Soft Herby Omelette with Goat's Cheese

Soft Herby Omelette with Goat's Cheese

An omelette is the fastest way to turn eggs into a meal. This one is soft, barely set, and filled with fresh herbs and creamy goat's cheese. It takes about three minutes. It feels like a proper breakfast. And goat's cheese is easier on the stomach than cow's milk cheese for a lot of people. Serve with sourdough for extra gut points.

Ingredients (Serves 1):

  • 2 eggs
  • 1 tbsp milk or water
  • A small knob of butter
  • A handful of soft herbs (chives, parsley, dill—whatever's around)
  • 30g soft goat's cheese, crumbled
  • Salt and pepper
  • 1 slice of sourdough, to serve

Method:

  1. Whisk the eggs with the milk and a pinch of salt and pepper.
  2. Melt the butter in a small non-stick pan over medium-low heat. Low is key.
  3. Pour in the eggs.
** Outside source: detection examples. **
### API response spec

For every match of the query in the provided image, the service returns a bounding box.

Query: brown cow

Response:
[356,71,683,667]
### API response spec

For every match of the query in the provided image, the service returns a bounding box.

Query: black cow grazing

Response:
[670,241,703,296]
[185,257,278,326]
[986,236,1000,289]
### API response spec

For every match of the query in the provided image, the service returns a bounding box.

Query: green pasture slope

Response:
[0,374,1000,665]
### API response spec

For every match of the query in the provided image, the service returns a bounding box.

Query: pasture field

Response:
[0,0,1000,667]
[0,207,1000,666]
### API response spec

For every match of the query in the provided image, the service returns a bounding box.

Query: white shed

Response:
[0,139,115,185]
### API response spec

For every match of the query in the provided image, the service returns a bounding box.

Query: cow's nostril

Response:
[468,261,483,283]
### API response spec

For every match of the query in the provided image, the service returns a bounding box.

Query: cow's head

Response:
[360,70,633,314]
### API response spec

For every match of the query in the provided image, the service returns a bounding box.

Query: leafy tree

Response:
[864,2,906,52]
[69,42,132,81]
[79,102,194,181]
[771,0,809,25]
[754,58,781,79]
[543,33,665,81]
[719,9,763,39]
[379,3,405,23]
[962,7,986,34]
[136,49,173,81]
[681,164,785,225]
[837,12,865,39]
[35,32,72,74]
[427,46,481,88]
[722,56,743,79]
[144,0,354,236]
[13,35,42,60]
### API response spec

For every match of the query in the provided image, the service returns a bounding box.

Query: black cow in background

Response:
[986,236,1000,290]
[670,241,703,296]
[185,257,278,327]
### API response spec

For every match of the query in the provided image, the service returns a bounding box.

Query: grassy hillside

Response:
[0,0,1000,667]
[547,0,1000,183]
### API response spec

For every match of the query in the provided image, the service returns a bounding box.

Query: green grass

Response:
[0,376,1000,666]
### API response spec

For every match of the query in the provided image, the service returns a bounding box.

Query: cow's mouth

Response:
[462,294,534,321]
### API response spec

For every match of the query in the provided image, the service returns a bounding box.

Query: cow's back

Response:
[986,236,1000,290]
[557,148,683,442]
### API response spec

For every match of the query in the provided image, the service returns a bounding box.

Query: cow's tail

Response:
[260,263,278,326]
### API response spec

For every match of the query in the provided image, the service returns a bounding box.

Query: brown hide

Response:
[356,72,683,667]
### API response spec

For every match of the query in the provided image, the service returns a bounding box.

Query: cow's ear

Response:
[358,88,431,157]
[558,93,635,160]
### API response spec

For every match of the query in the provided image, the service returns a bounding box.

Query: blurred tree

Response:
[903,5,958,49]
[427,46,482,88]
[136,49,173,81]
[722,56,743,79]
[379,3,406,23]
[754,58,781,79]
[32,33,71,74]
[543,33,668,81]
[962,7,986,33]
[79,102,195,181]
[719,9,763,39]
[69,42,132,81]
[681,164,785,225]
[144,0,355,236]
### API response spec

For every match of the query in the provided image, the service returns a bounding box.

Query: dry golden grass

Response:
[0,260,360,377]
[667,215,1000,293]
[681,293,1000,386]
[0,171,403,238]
Let them sit for about 30 seconds until the edges start to set.
  4. Scatter the herbs and goat's cheese over one half of the omelette.
  5. Once the top is nearly set but still slightly runny, fold the omelette in half. Slide onto a plate.
  6. Serve with toasted sourdough.

Why it's gut-friendly: Eggs are a brilliant source of protein and choline. Goat's cheese is often easier to digest than cow's milk cheese. Fresh herbs add gentle digestive support. Sourdough is fermented.